The Road to Humla
Just as Karel Hynek Mácha's poem Máj belongs on the compulsory reading list for high school, the Humla Karnali should belong to the compulsory list of rivers for lovers of expedition paddling. Though I had always heard this, I thought the Humla was a mega-long river with only a few rapids and many valleys, accessible only by an expensive plane ride. It turns out I had the Humla classified quite wrong.
Our expedition begins in Kathmandu, where I meet Vojta. While we wait for the rest of our team to arrive, we do a warm-up tour, paddling the Balefi, Bhote Kosi, Tambo Kosi, and Marsyandi rivers. Only after 10 days, instead of the other three expedition members, only Bouzíno arrived. Suddenly, we were left with only three people. On a river like the Humla, I would recommend a minimum of four people, but I guess three is better than two.

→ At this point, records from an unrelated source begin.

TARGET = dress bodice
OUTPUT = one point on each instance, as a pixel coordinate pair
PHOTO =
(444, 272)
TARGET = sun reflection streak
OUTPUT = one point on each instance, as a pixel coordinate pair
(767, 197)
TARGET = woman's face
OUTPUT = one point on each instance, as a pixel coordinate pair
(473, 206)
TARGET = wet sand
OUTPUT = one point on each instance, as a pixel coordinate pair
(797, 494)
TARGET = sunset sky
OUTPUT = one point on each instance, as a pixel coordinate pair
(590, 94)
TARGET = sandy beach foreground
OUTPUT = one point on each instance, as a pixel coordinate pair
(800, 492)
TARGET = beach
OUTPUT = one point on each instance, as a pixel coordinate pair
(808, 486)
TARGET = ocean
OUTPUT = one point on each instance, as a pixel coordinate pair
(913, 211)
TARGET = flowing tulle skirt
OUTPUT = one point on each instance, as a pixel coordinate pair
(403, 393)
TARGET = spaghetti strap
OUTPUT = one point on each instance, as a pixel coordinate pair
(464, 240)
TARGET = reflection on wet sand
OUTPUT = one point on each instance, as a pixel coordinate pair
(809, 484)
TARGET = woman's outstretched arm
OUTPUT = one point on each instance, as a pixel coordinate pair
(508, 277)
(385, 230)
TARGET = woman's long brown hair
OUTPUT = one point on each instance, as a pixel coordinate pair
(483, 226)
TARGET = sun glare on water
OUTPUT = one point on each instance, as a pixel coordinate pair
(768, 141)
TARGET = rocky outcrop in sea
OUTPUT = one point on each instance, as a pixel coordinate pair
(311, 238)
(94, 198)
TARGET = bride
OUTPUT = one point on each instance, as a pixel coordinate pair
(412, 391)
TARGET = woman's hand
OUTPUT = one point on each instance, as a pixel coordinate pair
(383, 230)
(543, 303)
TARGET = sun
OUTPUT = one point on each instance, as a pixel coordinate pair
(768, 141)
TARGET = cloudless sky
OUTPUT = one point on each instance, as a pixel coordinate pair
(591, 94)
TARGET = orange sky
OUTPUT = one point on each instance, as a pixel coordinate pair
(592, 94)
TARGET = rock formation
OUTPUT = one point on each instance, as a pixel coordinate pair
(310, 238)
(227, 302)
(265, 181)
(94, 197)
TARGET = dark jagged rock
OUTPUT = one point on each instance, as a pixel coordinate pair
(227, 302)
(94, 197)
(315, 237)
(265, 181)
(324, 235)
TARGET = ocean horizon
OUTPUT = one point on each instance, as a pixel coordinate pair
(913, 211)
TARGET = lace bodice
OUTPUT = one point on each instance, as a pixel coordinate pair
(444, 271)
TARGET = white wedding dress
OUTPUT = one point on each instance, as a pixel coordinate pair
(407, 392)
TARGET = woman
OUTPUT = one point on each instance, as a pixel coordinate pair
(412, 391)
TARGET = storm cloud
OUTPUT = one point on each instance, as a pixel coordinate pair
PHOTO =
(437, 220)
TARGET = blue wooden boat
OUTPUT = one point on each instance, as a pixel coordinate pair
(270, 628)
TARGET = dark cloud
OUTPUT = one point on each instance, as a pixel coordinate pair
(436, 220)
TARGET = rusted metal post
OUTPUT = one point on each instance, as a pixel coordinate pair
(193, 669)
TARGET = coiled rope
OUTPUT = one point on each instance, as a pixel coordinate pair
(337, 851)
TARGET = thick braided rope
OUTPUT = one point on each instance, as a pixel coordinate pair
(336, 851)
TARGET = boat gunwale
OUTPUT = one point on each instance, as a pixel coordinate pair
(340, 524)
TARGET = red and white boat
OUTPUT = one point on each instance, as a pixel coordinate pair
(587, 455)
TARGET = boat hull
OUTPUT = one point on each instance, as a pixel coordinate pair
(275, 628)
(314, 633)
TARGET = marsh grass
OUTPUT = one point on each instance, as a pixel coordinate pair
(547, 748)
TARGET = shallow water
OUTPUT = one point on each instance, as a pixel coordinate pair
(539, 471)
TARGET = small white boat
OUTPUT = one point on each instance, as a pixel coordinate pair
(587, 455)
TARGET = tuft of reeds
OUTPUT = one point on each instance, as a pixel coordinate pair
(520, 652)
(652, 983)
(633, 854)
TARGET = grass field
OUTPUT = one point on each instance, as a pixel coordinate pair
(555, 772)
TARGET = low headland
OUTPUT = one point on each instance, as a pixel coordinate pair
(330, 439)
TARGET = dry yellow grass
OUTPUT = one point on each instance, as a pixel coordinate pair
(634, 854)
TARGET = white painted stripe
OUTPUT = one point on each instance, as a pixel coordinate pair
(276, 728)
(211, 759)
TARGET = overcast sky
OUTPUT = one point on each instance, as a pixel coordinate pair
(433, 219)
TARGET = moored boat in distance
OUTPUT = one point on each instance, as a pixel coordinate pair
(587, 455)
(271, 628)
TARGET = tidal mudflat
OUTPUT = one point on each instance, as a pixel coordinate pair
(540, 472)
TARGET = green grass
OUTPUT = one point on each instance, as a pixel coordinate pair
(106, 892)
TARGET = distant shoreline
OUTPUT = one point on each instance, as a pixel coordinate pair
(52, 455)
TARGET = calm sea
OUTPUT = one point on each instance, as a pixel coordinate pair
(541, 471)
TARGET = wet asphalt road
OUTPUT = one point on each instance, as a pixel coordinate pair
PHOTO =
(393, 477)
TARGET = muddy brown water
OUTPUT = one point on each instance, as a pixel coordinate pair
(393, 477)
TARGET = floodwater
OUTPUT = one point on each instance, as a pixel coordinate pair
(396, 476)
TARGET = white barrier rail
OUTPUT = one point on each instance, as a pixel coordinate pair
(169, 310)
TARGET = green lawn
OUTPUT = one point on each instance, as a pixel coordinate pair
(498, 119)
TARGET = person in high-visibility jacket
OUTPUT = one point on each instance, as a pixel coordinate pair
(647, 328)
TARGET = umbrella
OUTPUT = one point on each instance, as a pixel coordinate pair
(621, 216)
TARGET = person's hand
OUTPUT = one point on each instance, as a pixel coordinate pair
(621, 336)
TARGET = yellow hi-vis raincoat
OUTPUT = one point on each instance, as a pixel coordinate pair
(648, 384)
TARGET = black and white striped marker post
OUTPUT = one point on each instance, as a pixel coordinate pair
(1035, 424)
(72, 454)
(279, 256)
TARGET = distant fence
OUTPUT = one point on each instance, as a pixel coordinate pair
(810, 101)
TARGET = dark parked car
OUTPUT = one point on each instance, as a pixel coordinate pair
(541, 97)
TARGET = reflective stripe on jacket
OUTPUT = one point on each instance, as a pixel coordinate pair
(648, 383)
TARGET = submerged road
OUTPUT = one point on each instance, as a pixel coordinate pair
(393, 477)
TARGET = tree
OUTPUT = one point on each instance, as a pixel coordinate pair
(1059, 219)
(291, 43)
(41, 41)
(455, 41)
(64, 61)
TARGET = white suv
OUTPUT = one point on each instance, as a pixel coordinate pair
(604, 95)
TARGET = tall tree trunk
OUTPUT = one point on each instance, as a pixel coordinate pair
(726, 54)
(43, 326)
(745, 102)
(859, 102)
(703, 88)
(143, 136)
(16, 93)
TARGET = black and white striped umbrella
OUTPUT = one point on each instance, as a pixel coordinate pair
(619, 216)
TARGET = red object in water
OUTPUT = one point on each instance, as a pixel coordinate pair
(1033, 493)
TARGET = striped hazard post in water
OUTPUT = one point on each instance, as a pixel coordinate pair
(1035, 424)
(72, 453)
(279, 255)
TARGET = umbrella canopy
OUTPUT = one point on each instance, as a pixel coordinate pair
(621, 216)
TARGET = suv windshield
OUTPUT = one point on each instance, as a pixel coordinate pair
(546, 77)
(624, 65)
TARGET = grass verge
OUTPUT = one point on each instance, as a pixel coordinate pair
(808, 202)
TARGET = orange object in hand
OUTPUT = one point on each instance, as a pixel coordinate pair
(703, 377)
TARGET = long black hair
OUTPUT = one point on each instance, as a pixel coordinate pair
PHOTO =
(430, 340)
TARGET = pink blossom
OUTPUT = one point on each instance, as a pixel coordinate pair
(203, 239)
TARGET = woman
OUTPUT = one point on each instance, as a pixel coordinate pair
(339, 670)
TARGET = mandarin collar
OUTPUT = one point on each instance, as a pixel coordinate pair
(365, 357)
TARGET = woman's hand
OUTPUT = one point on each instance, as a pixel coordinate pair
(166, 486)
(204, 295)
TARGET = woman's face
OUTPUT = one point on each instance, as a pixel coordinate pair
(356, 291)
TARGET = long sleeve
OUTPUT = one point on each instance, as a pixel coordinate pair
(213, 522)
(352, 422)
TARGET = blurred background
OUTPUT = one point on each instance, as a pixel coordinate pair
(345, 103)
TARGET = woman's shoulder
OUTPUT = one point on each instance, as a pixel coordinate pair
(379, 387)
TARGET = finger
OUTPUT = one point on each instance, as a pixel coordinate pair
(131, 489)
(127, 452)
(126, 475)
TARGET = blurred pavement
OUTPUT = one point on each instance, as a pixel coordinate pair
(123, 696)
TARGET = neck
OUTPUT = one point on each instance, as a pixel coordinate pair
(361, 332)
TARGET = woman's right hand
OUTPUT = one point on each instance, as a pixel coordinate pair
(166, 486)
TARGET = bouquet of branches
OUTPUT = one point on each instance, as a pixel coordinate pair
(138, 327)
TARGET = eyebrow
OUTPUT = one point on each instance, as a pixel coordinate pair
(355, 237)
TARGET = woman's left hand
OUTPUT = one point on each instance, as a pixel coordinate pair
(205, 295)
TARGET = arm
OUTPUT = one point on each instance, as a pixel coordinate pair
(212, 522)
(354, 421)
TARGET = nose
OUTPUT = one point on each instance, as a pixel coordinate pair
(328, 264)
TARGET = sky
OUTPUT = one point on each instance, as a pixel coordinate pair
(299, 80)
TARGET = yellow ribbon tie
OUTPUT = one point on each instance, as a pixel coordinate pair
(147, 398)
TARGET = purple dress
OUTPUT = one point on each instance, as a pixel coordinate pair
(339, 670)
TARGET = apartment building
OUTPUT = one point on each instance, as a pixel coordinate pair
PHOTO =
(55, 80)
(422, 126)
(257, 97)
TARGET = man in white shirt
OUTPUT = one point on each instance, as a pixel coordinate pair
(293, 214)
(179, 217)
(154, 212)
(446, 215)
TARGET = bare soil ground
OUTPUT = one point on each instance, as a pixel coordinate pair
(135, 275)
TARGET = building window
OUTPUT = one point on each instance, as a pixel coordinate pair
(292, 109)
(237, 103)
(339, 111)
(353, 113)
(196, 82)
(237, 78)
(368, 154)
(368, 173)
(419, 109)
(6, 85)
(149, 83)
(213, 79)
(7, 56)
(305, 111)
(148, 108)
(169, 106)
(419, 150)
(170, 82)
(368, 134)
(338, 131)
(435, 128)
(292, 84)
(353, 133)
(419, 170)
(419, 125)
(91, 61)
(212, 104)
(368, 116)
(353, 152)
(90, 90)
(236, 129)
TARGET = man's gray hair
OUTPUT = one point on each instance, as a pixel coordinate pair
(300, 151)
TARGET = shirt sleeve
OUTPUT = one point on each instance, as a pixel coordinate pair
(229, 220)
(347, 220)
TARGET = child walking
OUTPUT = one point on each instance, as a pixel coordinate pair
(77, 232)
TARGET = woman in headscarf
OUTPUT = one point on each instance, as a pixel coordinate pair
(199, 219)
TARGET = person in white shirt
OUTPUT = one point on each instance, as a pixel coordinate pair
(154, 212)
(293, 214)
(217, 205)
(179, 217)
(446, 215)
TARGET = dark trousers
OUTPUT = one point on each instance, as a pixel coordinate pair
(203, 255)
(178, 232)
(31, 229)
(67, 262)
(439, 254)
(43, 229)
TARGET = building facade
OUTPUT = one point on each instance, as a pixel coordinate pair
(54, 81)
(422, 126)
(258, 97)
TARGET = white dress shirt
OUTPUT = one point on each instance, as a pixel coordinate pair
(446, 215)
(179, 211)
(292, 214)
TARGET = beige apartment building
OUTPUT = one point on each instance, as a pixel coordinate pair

According to the Nepalese, the Karnali River has three sources. The largest is the Humla Karnali, followed by the smaller Mughu Karnali, and the smallest, the Lochi Karnali. The Humla also enters the highest, making it the most traditional path to paddle the river from its “source.” It starts in Tibet near the sacred Mount Kailash, but can only be accessed in Nepal, a few kilometers above Simikot, a town to which there is no road. The upper gorges are passable at their lowest flows, typically during winter or very early in the spring. We planned our trip to Humla around the classic time, the second half of November. However, changes in weatherpatterns have extended the monsoon season by more than a month. This meant beautiful water conditions on many rivers but a high level on the Humla.